To begin using Cloudera Impala:
- Set any necessary configuration options for the Impala services. See Modifying Impala Startup Options for details.
- Start one instance of the Impala statestore. The statestore helps Impala to distribute work efficiently, and to continue running in the event of availability problems for other Impala nodes. If the statestore becomes unavailable, Impala continues to function.
- Start one instance of the Impala catalog service.
- Start the main Impala service on one or more DataNodes, ideally on all DataNodes to maximize local processing and avoid network traffic due to remote reads.
Starting Impala through Cloudera Manager
If you installed Impala with Cloudera Manager, use Cloudera Manager to start and stop services. The Cloudera Manager GUI is a convenient way to check that all services are running, to set configuration options using form fields in a browser, and to spot potential issues such as low disk space before they become serious. Cloudera Manager automatically starts all the Impala-related services as a group, in the correct order. See the Cloudera Manager Documentation for details.
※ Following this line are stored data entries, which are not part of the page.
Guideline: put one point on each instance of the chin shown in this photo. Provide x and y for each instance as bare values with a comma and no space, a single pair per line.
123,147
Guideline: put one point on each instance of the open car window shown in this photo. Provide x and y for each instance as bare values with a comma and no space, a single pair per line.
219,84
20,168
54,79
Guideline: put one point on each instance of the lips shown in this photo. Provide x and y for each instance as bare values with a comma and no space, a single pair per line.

Starting Impala from the Command Line
To start the Impala state store and Impala from the command line or a script, you can either use the service command or you can start the daemons directly through the impalad, statestored, and catalogd executables.
Start the Impala statestore and then start impalad instances. You can modify the values the service initialization scripts use when starting the statestore and Impala by editing /etc/default/impala.
Start the statestore service using a command similar to the following:
$ sudo service impala-state-store start
Start the catalog service using a command similar to the following:
$ sudo service impala-catalog start
Start the Impala service on each data node using a command similar to the following:
$ sudo service impala-server start